Wednesday, 8 October 2014

Cobwebs and Gossamer


Spiders evidently as surprised by the weather as the rest of us: their webs were still everywhere - little silken laundry lines with perfect snowflakes hung out in rows to dry.”
                                                                             - Leslie Land, The 3000-Mile Garden

There are spiders living comfortably in my house while the wind howls outside. They aren't bothering anybody. If I were a fly, I'd have second thoughts, but I'm not, so I don't.”
                                                       - Richard Brautigan, The Tokyo-Montana Express
           

My place is a place of hundreds of spiders in the fall. The fall is mating season and, in an effort to expand their territory, webs and their resident spider inhabitants abound in spaces common and uncommon – trees, bushes, corners, walls, crannies, chinks, and crevasses.

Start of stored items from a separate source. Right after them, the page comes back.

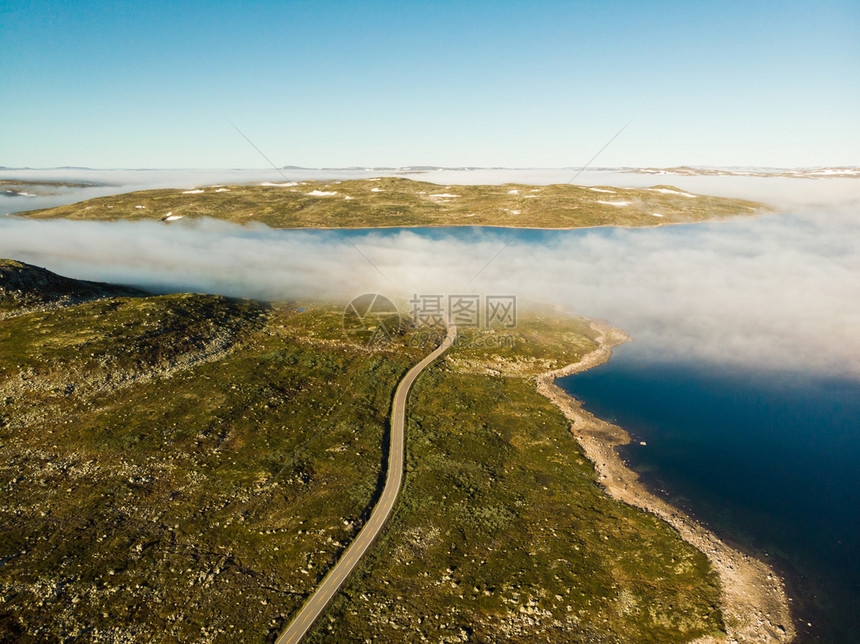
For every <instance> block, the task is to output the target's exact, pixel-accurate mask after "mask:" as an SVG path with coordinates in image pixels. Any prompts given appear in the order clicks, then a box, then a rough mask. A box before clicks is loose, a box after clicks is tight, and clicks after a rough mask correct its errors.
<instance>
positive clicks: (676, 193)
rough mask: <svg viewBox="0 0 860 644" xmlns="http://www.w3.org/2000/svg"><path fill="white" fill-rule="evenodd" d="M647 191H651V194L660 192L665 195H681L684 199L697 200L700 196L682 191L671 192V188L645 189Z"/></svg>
mask: <svg viewBox="0 0 860 644" xmlns="http://www.w3.org/2000/svg"><path fill="white" fill-rule="evenodd" d="M645 190H649V191H651V192H660V193H663V194H664V195H680V196H682V197H691V198H692V199H695V198H696V197H697V196H698V195H691V194H690V193H689V192H682V191H680V190H670V189H669V188H645Z"/></svg>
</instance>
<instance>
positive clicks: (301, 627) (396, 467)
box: [276, 320, 457, 644]
mask: <svg viewBox="0 0 860 644" xmlns="http://www.w3.org/2000/svg"><path fill="white" fill-rule="evenodd" d="M456 337H457V325H455V324H454V322H453V321H450V320H449V321H448V334H447V335H446V336H445V339H444V340H443V341H442V344H441V345H439V347H438V348H436V349H435V350H434V351H433V352H432V353H430V354H429V355H428V356H427V357H425V358H424V359H423V360H422V361H421V362H419V363H418V364H417V365H415V366H414V367H412V368H411V369H410V370H409V372H408V373H407V374H406V376H405V377H404V378H403V380H401V381H400V384H399V385H397V390H396V391H395V393H394V404H393V405H392V407H391V443H390V448H389V452H388V474H387V475H386V478H385V488H384V489H383V490H382V495H381V496H380V497H379V502H378V503H377V504H376V507H374V508H373V512H372V513H371V514H370V519H368V521H367V523H366V524H364V527H362V529H361V531H360V532H359V533H358V535H357V536H356V537H355V540H353V542H352V543H351V544H350V546H349V547H348V548H347V549H346V551H345V552H344V553H343V555H342V556H341V558H340V560H339V561H338V562H337V564H335V566H334V568H332V569H331V570H330V571H329V573H328V574H327V575H326V576H325V579H323V580H322V583H321V584H320V585H319V586H318V587H317V589H316V591H314V594H313V595H311V596H310V598H309V599H308V600H307V601H306V602H305V604H304V606H302V609H301V610H300V611H299V614H298V615H296V617H295V618H294V619H293V621H292V622H290V625H289V626H287V628H286V630H285V631H284V632H283V633H281V636H280V637H279V638H278V640H277V642H276V644H297V643H298V642H299V641H300V640H301V639H302V637H304V636H305V633H307V632H308V629H309V628H310V627H311V626H312V625H313V623H314V622H315V621H316V619H317V618H318V617H319V616H320V614H321V613H322V612H323V610H324V609H325V607H326V606H327V605H328V603H329V601H331V598H332V597H334V595H335V593H336V592H337V591H338V590H339V589H340V587H341V586H342V585H343V582H344V581H346V578H347V577H349V574H350V573H351V572H352V571H353V569H354V568H355V566H356V564H358V562H359V561H360V560H361V558H362V557H363V556H364V553H365V552H367V550H368V548H370V546H371V545H372V544H373V542H374V540H375V539H376V537H377V536H378V535H379V531H380V530H382V526H383V525H385V521H386V519H388V516H389V515H390V514H391V510H392V509H393V508H394V503H395V501H397V495H398V494H399V493H400V486H401V484H402V482H403V452H404V445H405V437H404V433H405V431H404V428H405V426H406V397H407V396H408V395H409V389H410V387H412V383H413V382H415V379H416V378H417V377H418V374H420V373H421V372H422V371H423V370H424V369H426V368H427V366H428V365H429V364H430V363H431V362H433V361H434V360H435V359H436V358H438V357H439V356H441V355H442V354H443V353H444V352H445V351H446V350H447V349H448V347H450V346H451V345H452V344H453V343H454V340H455V339H456Z"/></svg>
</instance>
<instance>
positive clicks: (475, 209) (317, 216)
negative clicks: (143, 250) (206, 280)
mask: <svg viewBox="0 0 860 644" xmlns="http://www.w3.org/2000/svg"><path fill="white" fill-rule="evenodd" d="M763 208H764V206H763V204H760V203H755V202H752V201H742V200H738V199H725V198H721V197H713V196H708V195H696V194H692V193H688V192H686V191H684V190H680V189H678V188H676V187H674V186H671V185H655V186H651V187H648V188H618V187H612V186H602V187H598V186H575V185H567V184H558V185H547V186H530V185H523V184H513V183H509V184H504V185H449V186H440V185H438V184H435V183H429V182H425V181H413V180H411V179H406V178H403V177H375V178H370V179H358V180H343V181H335V180H332V181H327V182H325V181H284V182H265V183H262V184H260V185H233V186H226V185H219V186H211V187H198V188H195V189H192V190H184V189H162V190H143V191H140V192H130V193H126V194H122V195H112V196H108V197H98V198H96V199H90V200H88V201H83V202H80V203H76V204H71V205H66V206H59V207H56V208H48V209H45V210H35V211H30V212H26V213H19V215H18V216H23V217H33V218H40V219H51V218H58V217H62V218H67V219H86V220H101V221H116V220H145V219H154V220H157V221H158V220H160V221H167V222H173V221H175V220H178V219H186V220H188V219H195V218H199V217H212V218H215V219H224V220H227V221H232V222H235V223H238V224H246V223H251V222H254V223H261V224H265V225H267V226H269V227H271V228H379V227H390V226H509V227H517V228H583V227H593V226H628V227H650V226H661V225H665V224H680V223H693V222H700V221H710V220H717V219H727V218H730V217H738V216H741V217H745V216H750V215H755V214H759V213H760V212H761V211H762V209H763Z"/></svg>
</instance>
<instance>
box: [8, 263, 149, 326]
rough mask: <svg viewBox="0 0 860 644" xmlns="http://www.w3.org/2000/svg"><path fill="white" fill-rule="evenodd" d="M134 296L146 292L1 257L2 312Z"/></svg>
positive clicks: (143, 294) (62, 305) (74, 303)
mask: <svg viewBox="0 0 860 644" xmlns="http://www.w3.org/2000/svg"><path fill="white" fill-rule="evenodd" d="M134 295H145V293H144V292H143V291H140V290H138V289H134V288H130V287H126V286H117V285H114V284H103V283H100V282H87V281H83V280H75V279H70V278H68V277H63V276H62V275H57V274H56V273H52V272H51V271H49V270H47V269H45V268H40V267H38V266H32V265H30V264H25V263H24V262H18V261H15V260H12V259H0V315H2V313H3V312H4V311H5V312H9V311H11V310H15V309H31V308H44V307H46V306H50V307H55V306H66V305H70V304H77V303H80V302H86V301H89V300H96V299H101V298H104V297H119V296H134Z"/></svg>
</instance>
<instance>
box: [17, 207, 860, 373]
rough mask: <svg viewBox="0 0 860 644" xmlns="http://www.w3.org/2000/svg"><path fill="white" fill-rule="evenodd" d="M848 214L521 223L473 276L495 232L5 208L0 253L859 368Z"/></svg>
mask: <svg viewBox="0 0 860 644" xmlns="http://www.w3.org/2000/svg"><path fill="white" fill-rule="evenodd" d="M857 212H858V211H857V210H856V209H854V208H852V207H843V208H840V209H832V208H831V209H826V210H817V211H815V212H806V213H801V214H782V215H770V216H765V217H760V218H756V219H750V220H737V221H732V222H726V223H719V224H704V225H695V226H673V227H664V228H658V229H647V230H627V229H599V230H597V229H595V230H585V231H569V232H551V233H535V232H532V231H529V232H527V233H524V234H523V235H522V236H521V237H520V238H518V239H517V240H515V241H514V242H513V243H512V244H511V245H510V246H509V247H508V248H507V249H506V250H504V251H503V252H502V253H501V254H500V255H499V256H498V257H497V258H496V259H495V260H494V261H492V262H491V263H490V264H489V266H487V267H486V269H485V270H483V272H481V273H480V276H479V277H477V279H473V278H474V277H475V275H476V274H477V273H478V272H479V271H480V270H481V268H482V267H483V266H485V265H486V264H487V262H488V261H489V260H490V259H491V258H492V257H493V256H494V255H496V253H497V252H498V251H499V250H500V249H501V248H502V247H503V246H504V244H505V242H506V241H508V239H509V238H510V233H509V232H506V231H498V230H496V231H493V230H486V229H483V230H478V231H475V230H462V231H457V232H451V231H443V232H440V231H408V230H407V231H403V230H394V231H378V232H369V233H368V232H361V233H355V232H353V233H348V234H341V233H337V232H332V231H275V230H270V229H268V228H265V227H256V228H247V227H245V228H243V227H240V226H236V225H233V224H228V223H224V222H216V221H211V220H208V221H202V222H189V223H182V222H180V225H177V224H173V225H165V224H161V223H157V222H116V223H98V222H71V221H61V220H58V221H29V220H26V219H19V218H14V217H9V218H0V256H2V257H12V258H15V259H19V260H22V261H26V262H30V263H33V264H37V265H40V266H45V267H47V268H49V269H51V270H54V271H56V272H58V273H61V274H63V275H68V276H72V277H78V278H83V279H91V280H102V281H109V282H119V283H125V284H134V285H140V286H144V287H148V288H154V289H159V290H191V291H204V292H216V293H223V294H226V295H233V296H244V297H256V298H263V299H289V298H293V299H306V298H326V299H334V300H337V301H343V302H344V303H346V302H347V301H348V300H349V299H350V298H351V297H353V296H355V295H358V294H360V293H364V292H368V291H376V292H381V293H385V294H388V295H390V296H399V297H409V296H410V295H411V294H413V293H418V294H427V295H429V294H443V295H444V294H470V293H483V294H486V293H489V294H501V295H516V296H518V297H519V298H521V301H525V300H527V299H531V300H541V301H549V302H553V303H557V304H561V305H564V306H566V307H568V308H570V309H572V310H574V311H576V312H578V313H581V314H583V315H587V316H590V317H598V318H604V319H607V320H609V321H610V322H612V323H613V324H615V325H617V326H620V327H622V328H623V329H625V330H626V331H627V332H628V333H630V334H631V335H632V336H633V337H634V339H635V341H636V344H637V346H636V351H635V354H636V357H637V359H641V360H648V361H655V362H662V361H673V362H699V361H703V360H704V361H707V362H708V363H710V364H712V365H714V366H717V365H723V366H727V367H732V368H736V367H742V368H750V369H756V370H761V369H773V370H782V371H788V372H794V373H799V372H805V371H809V372H814V373H815V374H817V375H824V376H850V377H854V378H860V336H858V334H857V329H858V328H860V248H858V246H857V244H856V240H857V239H860V216H858V214H857ZM356 247H357V248H356ZM368 260H370V261H368Z"/></svg>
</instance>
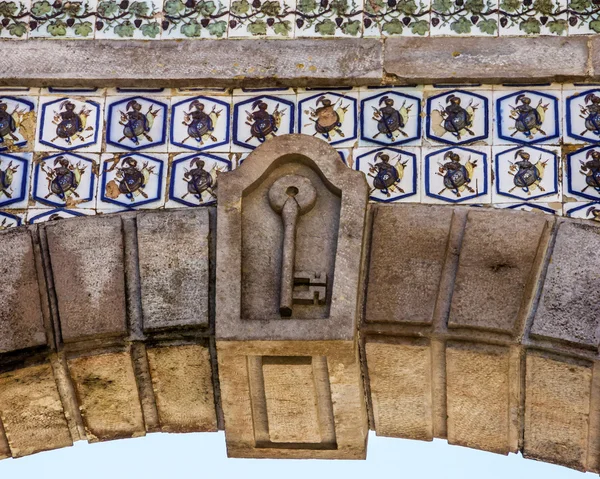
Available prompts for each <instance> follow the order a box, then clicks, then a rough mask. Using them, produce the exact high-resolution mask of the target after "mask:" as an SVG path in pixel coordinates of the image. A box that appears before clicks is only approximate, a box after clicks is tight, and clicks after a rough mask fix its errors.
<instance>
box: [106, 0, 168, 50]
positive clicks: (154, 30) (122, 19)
mask: <svg viewBox="0 0 600 479" xmlns="http://www.w3.org/2000/svg"><path fill="white" fill-rule="evenodd" d="M162 7H163V5H162V1H161V0H139V1H131V0H120V1H119V0H100V1H99V2H98V7H97V13H96V38H106V39H115V40H119V39H126V38H135V39H144V40H151V39H159V38H160V37H161V33H162V30H163V26H166V27H167V28H168V27H169V25H165V24H164V23H163V24H161V23H162V22H161V21H160V12H161V10H162ZM167 21H168V20H165V22H167Z"/></svg>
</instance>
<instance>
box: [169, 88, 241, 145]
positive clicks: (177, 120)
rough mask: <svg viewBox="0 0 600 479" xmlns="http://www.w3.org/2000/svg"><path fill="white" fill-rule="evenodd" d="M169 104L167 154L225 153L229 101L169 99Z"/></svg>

Their webs are organic feats of astonishment. It is a rare morning that I can move from the front door to the driveway without becoming draped in spider webs – the fibres sticky in my hair, my face enswathed in fine, tickling filaments. I stand in either reverence or consternation.

The spiders hang in pugilistic splendor in the middle of the webs, staring me down with a nervy confidence, sometimes running at me up a long line of silk like a dog at a stranger in the yard.  She exhibits a bantam fearlessness, a dauntless valor.

I never mean to harm them, though I am not above a bit of teasing. I will sometimes give the web a slight tab, sending the fractious arachnid off in an indignant stomp to the middle of the web, where it sits and glowers, its legs curled up under it.  It is not afraid of me. More offended and outraged.

My favourites are the cat-faced spiders.  Their bodies look like the faces of cats, complete with pointed ears, eyes, and whiskers. They are quite large, and totally harmless. Another is the Daddy-Long-Legs spider. I love how his bulbous body hangs from his legs like a hammock. His incongruous body is like the bizarreness of a tortoise – ludicrous but graceful, peculiar but poignant.

The spiders will not be in my place long – once the eggs are laid, they will die. Their webs will gather dust and debris over the course of the winter and, in the spring, the egg sacs will explode. Tiny, Lilliputian spiders will mob down the indestructible silk tracings created by their mothers and they will troop out to the garden to begin their own predator lives in their macro spider world.


But, for now, they are very much in my world and in my place.  We share a diffident respect.